Google Colab does not allow users to keep data on their computing nodes. However, we can use Google Drive to read, write, and store our simulations files. Therefore, we suggest to you to:

1.   Create a folder in your own Google Drive and copy the necessary input files there.
2.   Copy the path of your created directory. We will use it below.

In [None]:
#@title ### **Import Google Drive**
#@markdown Click in the "Run" buttom to make your Google Drive accessible.
from google.colab import drive

drive.mount('/content/drive', force_remount=True)

In [None]:
#@title **Check if you correctly allocated GPU nodes**

gpu_info = !nvidia-smi
gpu_info = '\n'.join(gpu_info)
if gpu_info.find('failed') >= 0:
  print('Select the Runtime > "Change runtime type" menu to enable a GPU accelerator, ')
  print('and then re-execute this cell.')
else:
  print(gpu_info)


---
# **Loading the necessary input files**

At this point, we should have all libraries and dependencies installed.

**Important**: Make sure the PDB file points to the correct structure.

Below, you should provide the names of all input files and the pathway of your Google Drive folder containing them.

**Please, don't use spaces in the files and folders names, i.e. MyDrive/protein_ligand and so on.**

In [None]:
#@title **Please, provide the necessary input files below for receptor**:
#@markdown **Important:** Run the cell to prepare your receptor and select your reference residue for the construction of an optimal box size for the docking calculations.
from openmm.app.pdbfile import PDBFile

import warnings
warnings.filterwarnings('ignore')
import os
from Bio.PDB import PDBParser, PDBIO, Select
from Bio.PDB import is_aa
import pandas as pd
from pdbfixer import PDBFixer

Google_Drive_Path = '/content/3HTB' #@param {type:"string"}
workDir = Google_Drive_Path

workDir2 = os.path.join(workDir)
workDir_check = os.path.exists(workDir2)
if workDir_check == False:
  os.mkdir(workDir2)
else:
  pass

if os.path.exists(os.path.join(workDir, "name_residues.txt")):
  os.remove(os.path.join(workDir, "name_residues.txt"))
  os.remove(os.path.join(workDir,"name_residues_receptor.txt"))
else:
  pass

temp = os.path.join(workDir, "temp.pdb")
receptor = os.path.join(workDir, "receptor.pdb")
ligand = os.path.join(workDir, "ligand.sdf")
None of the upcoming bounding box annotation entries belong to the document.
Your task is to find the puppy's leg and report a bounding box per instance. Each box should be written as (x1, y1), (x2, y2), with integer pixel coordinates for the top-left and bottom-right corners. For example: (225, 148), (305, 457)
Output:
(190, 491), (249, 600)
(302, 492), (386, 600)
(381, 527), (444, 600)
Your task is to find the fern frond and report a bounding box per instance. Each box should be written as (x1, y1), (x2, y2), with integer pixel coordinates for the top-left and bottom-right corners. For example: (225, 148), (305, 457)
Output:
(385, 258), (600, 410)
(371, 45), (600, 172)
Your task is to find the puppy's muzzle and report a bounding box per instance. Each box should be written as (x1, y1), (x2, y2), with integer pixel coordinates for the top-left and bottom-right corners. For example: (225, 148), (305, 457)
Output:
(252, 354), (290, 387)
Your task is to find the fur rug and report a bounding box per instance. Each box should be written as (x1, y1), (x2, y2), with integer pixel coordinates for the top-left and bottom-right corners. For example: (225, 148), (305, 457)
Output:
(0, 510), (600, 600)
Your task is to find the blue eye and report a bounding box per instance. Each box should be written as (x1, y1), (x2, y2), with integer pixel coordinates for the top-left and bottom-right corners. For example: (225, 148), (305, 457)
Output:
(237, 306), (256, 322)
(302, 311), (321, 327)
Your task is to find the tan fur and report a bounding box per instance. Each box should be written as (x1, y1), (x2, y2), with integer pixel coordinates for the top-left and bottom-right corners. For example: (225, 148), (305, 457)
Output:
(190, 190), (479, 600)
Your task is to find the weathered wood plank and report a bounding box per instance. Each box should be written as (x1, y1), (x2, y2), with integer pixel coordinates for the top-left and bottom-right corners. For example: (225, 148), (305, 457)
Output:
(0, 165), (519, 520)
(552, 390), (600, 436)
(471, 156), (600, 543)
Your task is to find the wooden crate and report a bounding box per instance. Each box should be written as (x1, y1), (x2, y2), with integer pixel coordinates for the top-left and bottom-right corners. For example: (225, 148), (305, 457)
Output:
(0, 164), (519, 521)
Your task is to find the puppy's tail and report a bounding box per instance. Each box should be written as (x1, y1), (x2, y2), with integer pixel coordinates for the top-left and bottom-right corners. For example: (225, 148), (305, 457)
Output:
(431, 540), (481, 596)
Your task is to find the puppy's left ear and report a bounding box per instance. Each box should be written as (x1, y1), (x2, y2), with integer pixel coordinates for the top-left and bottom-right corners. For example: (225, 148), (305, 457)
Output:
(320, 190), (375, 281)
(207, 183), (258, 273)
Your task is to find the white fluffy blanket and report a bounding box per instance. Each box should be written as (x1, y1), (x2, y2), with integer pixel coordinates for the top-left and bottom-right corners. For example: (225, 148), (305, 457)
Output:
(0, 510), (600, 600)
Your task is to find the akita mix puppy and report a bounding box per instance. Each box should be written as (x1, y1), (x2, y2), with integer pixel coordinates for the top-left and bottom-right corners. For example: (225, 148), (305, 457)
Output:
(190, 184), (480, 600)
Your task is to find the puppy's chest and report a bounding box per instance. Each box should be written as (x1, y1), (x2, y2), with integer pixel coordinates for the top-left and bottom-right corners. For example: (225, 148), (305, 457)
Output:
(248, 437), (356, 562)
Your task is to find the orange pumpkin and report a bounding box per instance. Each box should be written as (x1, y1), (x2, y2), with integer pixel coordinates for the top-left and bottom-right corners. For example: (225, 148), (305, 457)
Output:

Query_PDB_ID = '3HTB' #@param {type:"string"}

pdbfn = Query_PDB_ID + ".pdb"
url = 'https://files.rcsb.org/download/' + pdbfn
outfnm = os.path.join(workDir, pdbfn)
urllib.request.urlretrieve(url, outfnm)


ppdb = PandasPdb().read_pdb(outfnm)
ppdb.df['ATOM'] = ppdb.df['ATOM']
ppdb.df['HETATM'] = ppdb.df['HETATM'][ppdb.df['HETATM']['residue_name'] != 'HOH']
ppdb.to_pdb(path=temp, records=['ATOM', 'HETATM'], gz=False, append_newline=True)

#prepare receptor
ppdb = PandasPdb().read_pdb(outfnm)
ppdb.df['ATOM'] = ppdb.df['ATOM']
ppdb.df['HETATM'] = ppdb.df['HETATM'][ppdb.df['HETATM']['residue_name'] != 'HOH']
ppdb.df['ATOM'] = ppdb.df['ATOM'][ppdb.df['ATOM']['atom_name'] != 'OXT']
ppdb.df['ATOM']= ppdb.df['ATOM'][ppdb.df['ATOM']['element_symbol'] != 'H']
ppdb.to_pdb(path=receptor, records=['ATOM', 'HETATM'], gz=False, append_newline=True)

fixer = PDBFixer(filename=receptor)
fixer.removeHeterogens()
fixer.findMissingResidues()
fixer.findMissingAtoms()
fixer.addMissingAtoms()
fixer.addMissingHydrogens(pH=7.4)
PDBFile.writeFile(fixer.topology, fixer.positions, open(receptor, 'w'))


path = '/content/'


def is_het(residue):
    res = residue.id[0]
    return res != " " and res != "W"

def aa(residue):
    res = residue.id[0]
    return res != "W"


class ResidueSelect(Select):
    def __init__(self, chain, residue):
        self.chain = chain
        self.residue = residue

    def accept_chain(self, chain):
        return chain.id == self.chain.id

    def accept_residue(self, residue):
        return residue == self.residue and aa(residue)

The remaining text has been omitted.